RFC: Safe OOM during evac

Thu Oct 19 10:27:23 UTC 2017

Hi all,

I want to outline the problem that we have with OOM during evacuation, 
and summarize what we have so far in order to handle OOM during evac 
correctly, and describe one way that I have in mind how to do it.

The problem appears when a Java threads gets into a write-barrier and 
fails to evacuate the object because it's run out of memory (e.g. both 
GCLAB and shared evac exhausted). In this case we still need to ensure 
to return a singular object, even if it's in from-space, otherwise we 
risk inconsistency (subsequent write may end up in wrong object copy). 
However, there might still be another Java thread which succeeds to 
evacuate that same object at the ~ same time because it still has GCLAB 
left.

Here's what we came up with so far in IRC discussions:

- Throw OOME. This is the absolute minimum solution, and we should 
probably just do that right now until we implemented a better one (and 
we might even use it as fallback for solutions that are not 100% proof). 
This is better IMO than to pretend we're ok and risk heap inconsistencies.

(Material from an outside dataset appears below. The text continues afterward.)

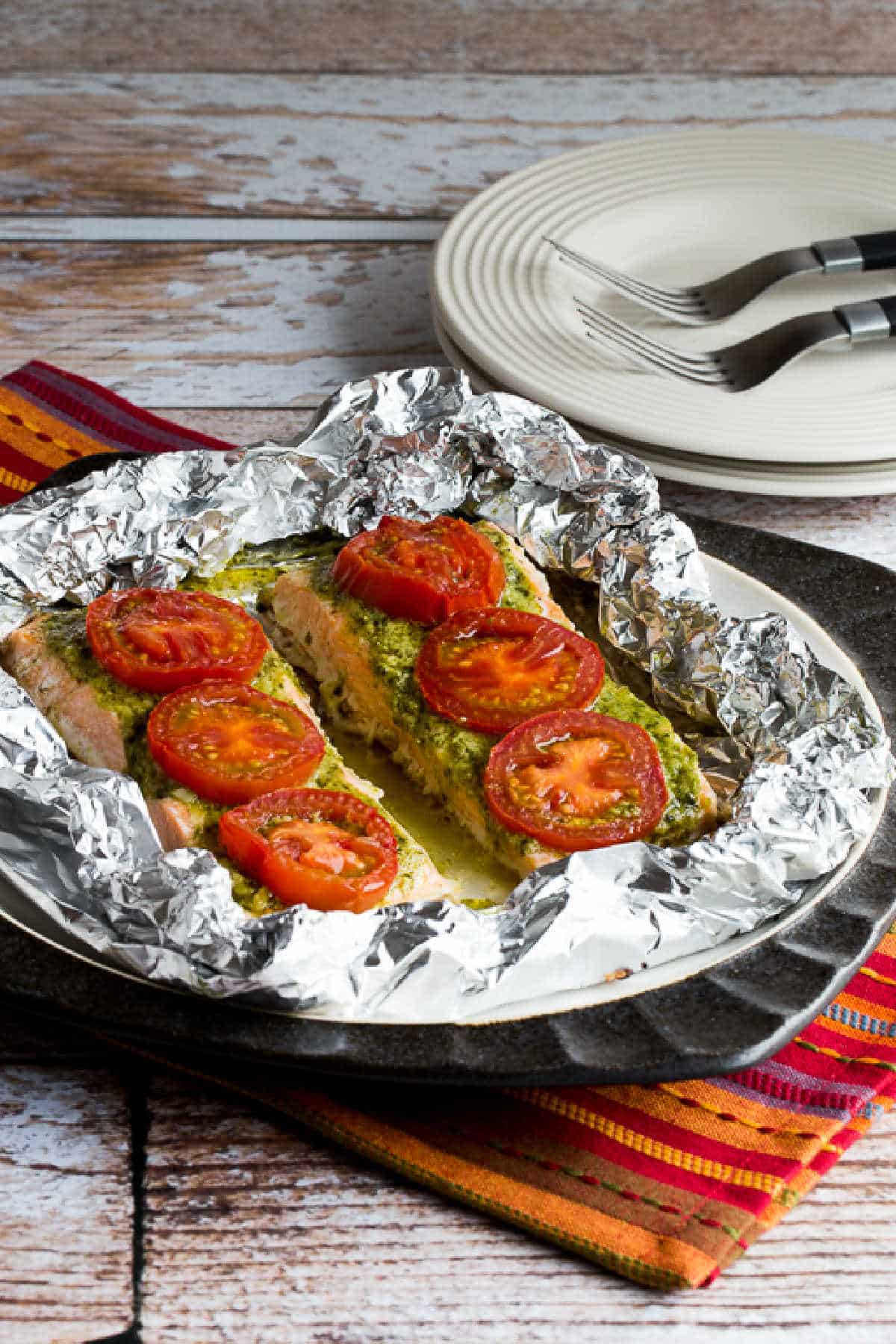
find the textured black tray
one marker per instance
(727, 1018)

- Make write-barrier slow-path/runtime-calls non-leaf calls. Then we 
could just safepoint and do a full-GC *while we're in the barrier*. This 
would be to most correct solution. Unfortunately it means it would make 
it very hard to optimize the write-barriers in C2, and the performance 
impact is likely not acceptable. We may try to do a prototype (again) 
and see how far Roland can take it though. The problem here is that we 
need debug info at the call sites, and C2 maintains debug info only at 
certain points in the ideal graph. Consequently, we can move 
write-barriers only to such points and not as freely as we can do now.

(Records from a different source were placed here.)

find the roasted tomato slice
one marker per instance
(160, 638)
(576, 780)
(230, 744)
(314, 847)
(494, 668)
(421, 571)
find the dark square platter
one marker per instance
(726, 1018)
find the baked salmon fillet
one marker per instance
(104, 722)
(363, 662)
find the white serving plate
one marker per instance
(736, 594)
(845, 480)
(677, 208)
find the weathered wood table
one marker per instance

- Keep an evacuation reserve that we use only for evacuations or maybe 
even only for write-barriers or maybe even only as fallback for 
write-barriers that OOM'ed. This does very likely solve it for 99.999.. 
% of the cases, but discussions on IRC have shown that it is very hard 
to come up with a 100% safe upper bound for this reserve size, that 
allows us to theoretically prove that OOM during evac cannot ever 
happen. We might combine this with solution #1 though: i.e. make it safe 
in all but the most extreme pathologic cases, and throw OOME if we hit a 
wall. I am still not very happy with the prospect to fail in extreme 
rare cases, possibly in production environments under high pressure.

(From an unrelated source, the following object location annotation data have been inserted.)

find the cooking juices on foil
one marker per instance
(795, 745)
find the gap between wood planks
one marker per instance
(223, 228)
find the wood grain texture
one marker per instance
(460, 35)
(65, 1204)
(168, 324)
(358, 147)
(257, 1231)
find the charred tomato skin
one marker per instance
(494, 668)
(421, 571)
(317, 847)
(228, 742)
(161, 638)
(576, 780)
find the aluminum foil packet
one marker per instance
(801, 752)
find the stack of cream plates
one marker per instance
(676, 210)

- Extend the brooks pointer protocol to prevent concurrent evacs. Let me 
outline my idea here:

If a write barrier runs OOM, we need to prevent other threads from 
successfully evacuating 'our' object. We can do so by CASing an 
'impossible' value into its brooks pointers: this guarantees that other 
threads fail to successfully install a brooks ptr *OR* give us the other 
thread's copy (which would be fine too). Problem: we need to deal with 
that special value everywhere else, most importantly in read-barriers. 
The best thing I could come up with so far is to use $OBJECT_ADDR | 1 as 
blocker value, i.e. CAS-set the lowest bit in the self-pointing brooks 
ptr. This can easily be decoded in read-barriers (and all other relevant 
code) by masking out that lowest bit using AND ~1. Full-GC would fix the 
brooks ptr to normal value. I don't have a good feeling what the 
performance impact would be. Something similar happens for decoding 
compressed oops, and that is commonly accepted (but is less frequent). 
The actual brooks-ptr-load probably dominates the masking and we 
wouldn't even really notice? On the upside, this makes the 
oom_during_evac() path truly non-blocking: we don't need to wait for GC 
workers and not for other Java threads and not for evacuation to be 
turned off or any such thing. (which also means, it truly complies with 
being non-blocking for leaf-calls). I believe it's a correct solution 
too: no from-space copy can slip through it. I can imagine to come up 
with a prototype for this and make it optional (by a flag) so that we 
can measure its impact or even give the option to combine it with any of 
the other options we have (e.g. evac-reserve).